For 18-year-old Farheen Jahan, life took an ugly turn when she discovered a stiff growth in her breast. However, initial blood reports failed to detect anything serious. Later, in a health camp clinic set up in her locality in rural India she got herself scanned again with something called iBreastExam – a diagnostic tool designed to perform painless and radiation free breast scans, providing results instantly at the point of care.
The scan detected abnormal tissue in her breast. After an ultrasound and biopsy confirmed a malignant lump, she underwent an operation to remove the mass and today lives a healthy life.
“The technology is path-breaking to say the least. It has given me a new lease on life; I shudder to think what would have happened had my breast lump remained undetected,” says Jahan.
Breast cancer is currently the most common form of cancer in Indian cities. According to statistics found on the Population Based Cancer Registry, breast cancer accounts for 25% to 32% of all cancers reported by females in Indian urban areas. What’s more alarming is the survival rate of breast cancer patients in India which stands at a mere 50% compared to 90% in the U.S.

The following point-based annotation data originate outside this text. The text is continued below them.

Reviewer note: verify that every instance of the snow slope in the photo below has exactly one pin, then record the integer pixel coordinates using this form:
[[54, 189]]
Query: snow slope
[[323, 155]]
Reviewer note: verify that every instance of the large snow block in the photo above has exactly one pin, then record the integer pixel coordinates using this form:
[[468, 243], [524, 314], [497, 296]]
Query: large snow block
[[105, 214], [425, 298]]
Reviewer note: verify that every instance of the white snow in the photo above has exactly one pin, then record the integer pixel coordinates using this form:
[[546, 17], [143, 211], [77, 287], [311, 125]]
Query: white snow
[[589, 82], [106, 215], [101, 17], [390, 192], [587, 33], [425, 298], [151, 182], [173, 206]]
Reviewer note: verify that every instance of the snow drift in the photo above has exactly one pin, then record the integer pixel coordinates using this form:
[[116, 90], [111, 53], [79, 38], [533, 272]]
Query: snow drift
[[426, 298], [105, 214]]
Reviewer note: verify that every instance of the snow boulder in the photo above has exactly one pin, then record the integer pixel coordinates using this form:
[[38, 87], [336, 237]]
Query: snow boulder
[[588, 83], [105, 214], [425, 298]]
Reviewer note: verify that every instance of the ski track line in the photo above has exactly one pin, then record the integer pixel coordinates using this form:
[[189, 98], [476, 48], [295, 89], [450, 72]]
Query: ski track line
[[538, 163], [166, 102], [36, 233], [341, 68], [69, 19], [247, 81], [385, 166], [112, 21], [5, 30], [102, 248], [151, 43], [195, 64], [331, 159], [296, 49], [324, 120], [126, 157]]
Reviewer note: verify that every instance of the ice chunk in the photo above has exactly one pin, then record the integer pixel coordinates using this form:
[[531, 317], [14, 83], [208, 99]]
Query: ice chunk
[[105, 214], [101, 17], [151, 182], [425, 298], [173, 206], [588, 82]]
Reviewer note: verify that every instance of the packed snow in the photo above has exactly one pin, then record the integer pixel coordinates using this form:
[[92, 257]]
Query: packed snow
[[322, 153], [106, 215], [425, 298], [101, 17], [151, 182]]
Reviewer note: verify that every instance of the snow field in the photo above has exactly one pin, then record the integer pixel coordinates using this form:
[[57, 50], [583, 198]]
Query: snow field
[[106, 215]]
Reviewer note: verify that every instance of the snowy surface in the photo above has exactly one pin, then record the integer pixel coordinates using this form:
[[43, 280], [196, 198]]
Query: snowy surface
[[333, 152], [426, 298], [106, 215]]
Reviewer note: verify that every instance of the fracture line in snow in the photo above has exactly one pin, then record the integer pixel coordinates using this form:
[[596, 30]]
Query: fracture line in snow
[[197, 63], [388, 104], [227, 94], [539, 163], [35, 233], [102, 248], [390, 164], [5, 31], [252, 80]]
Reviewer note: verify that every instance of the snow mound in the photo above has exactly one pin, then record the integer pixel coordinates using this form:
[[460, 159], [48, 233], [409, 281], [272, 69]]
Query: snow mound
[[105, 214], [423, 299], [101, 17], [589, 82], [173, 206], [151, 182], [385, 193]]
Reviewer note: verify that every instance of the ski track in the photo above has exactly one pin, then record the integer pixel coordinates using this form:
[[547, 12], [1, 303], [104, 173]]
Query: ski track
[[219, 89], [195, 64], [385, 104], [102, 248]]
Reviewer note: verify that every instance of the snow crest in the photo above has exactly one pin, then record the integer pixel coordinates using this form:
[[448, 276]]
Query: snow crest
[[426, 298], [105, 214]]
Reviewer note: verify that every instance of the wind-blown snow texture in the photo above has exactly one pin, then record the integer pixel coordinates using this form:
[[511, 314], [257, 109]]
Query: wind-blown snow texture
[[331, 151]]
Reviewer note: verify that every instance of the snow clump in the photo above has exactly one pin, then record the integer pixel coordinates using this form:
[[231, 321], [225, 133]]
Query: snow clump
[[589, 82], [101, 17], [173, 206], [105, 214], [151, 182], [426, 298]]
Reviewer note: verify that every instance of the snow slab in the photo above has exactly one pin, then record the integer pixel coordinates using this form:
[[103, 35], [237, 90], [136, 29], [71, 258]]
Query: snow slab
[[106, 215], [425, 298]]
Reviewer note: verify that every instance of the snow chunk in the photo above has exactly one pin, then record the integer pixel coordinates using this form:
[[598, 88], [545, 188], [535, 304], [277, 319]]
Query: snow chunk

Why the startling difference? Patients turning up at advanced stages of the disease for treatment is one of the main reasons for the high mortality rate among women in India. High costs for medical checkups, low awareness of the disease and shyness on the part of patients are some other factors leading to delay in checkups.
Aiming to bridge the gap in this segment of Indian healthcare, developers Mihir Shah along with Matthew Campisi, built iBreastExam in the hopes of normalizing breast cancer prevention across India.
How it all happened
It all started with a personal motivation for Shah when a family member of his was diagnosed with breast cancer. “I enquired with my friends and they all knew somebody who was either a breast cancer survivor or undergoing treatment for it. I then realized the magnitude of the problem.”
In a country where there’s a shortage of doctors, let alone radiologists (there is one radiologist per 100,000 people in India), iBreastExam has everything it takes to be a major disruptor in India’s healthcare sector; it can examine 100,000 patients at the same cost that a mammogram tests 15,000 patients. The scan is a hand-held tool that enables community health workers to perform breast health examinations in virtually any setting, not just hospitals. “Mammography isn’t feasible in India due to high equipment cost and the lack of radiologists,” says Shah.
iBreastExam uses patented ceramic sensors developed at Philadephia’s Drexel University, Shah’s alma mater, to detect subtle variations in breast tissue. Shah developed his first breast scan device while abroad in the U.S.
But while the technology was there, portability was not. He had initially developed a product that was too bulky. Shah started selling it in the U.S to doctors but realized that for it to be successful in India it had to be smaller in size. “I was looking to create something that could be carried in a hand.”